Die Vorstellung, dass auch diese jungen Menschen ihr Leben auf der Suche nach Freiheit verloren, ist erschütternd. Warum nur, mag man sagen, wo doch die Grenze -wenn es für die Führer der DDR sinnvoll erschien- doch sehr durchlässig war. Denn es gab hier in der Nähe, auch die sogenannten Grenzschleusen. Perverser geht es eigentlich nicht.

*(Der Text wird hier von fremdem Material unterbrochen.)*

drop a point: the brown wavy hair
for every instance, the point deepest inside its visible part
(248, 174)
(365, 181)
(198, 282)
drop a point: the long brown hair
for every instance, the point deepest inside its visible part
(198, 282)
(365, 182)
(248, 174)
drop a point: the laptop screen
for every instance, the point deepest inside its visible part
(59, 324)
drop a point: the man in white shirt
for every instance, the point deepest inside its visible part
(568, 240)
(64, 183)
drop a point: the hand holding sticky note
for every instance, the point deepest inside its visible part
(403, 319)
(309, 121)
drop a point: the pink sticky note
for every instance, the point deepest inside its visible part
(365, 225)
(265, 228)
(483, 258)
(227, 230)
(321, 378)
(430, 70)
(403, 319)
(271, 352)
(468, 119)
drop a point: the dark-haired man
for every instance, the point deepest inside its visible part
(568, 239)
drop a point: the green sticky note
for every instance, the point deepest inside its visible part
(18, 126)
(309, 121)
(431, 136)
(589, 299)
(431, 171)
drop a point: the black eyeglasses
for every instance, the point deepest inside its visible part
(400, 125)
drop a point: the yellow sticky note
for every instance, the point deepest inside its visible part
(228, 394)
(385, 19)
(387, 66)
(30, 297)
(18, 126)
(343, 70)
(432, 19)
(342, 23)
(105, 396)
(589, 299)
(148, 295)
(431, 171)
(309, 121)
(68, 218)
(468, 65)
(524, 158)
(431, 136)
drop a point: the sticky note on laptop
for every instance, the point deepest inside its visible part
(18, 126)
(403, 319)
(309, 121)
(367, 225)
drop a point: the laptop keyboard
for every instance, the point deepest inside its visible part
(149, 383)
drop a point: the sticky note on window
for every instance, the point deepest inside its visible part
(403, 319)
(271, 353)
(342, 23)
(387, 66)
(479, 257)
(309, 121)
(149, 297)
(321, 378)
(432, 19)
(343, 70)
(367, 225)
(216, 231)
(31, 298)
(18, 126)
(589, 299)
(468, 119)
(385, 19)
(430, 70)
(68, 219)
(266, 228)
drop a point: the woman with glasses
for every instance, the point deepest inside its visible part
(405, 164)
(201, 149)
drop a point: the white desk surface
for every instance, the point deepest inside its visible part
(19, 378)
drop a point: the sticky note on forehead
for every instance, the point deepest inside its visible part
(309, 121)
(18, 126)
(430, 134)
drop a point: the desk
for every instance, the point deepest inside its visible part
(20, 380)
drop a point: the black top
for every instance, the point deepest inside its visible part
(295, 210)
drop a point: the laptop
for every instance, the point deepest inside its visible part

Diese Tour war mehr als eine normale Mountainbiketour. Sie war eine Reise durch einen Teil unserer Geschichte, eine Erinnerung an die Opfer der Teilung. In Braunlage kommen unsere Reifen zum Stillstand. Doch die Gedanken fahren weiter – über die offenen Wunden dieser Landschaft, die Stimmen der Vergangenheit, die Mahnmale am Wegesrand. Freiheit ist für uns heute selbstverständlich, doch sie war einst ein Traum, für die Menschen, die ihr Leben gaben. Jung, voller Hoffnung, und doch wurden sie von einer unmenschlichen Grenze gestoppt.

Der Harz ist wunderschön, doch heute zeigte er uns nicht nur seine Natur. Wir erfuhren (über) ein Kapitel der Geschichte, das niemals vergessen werden darf.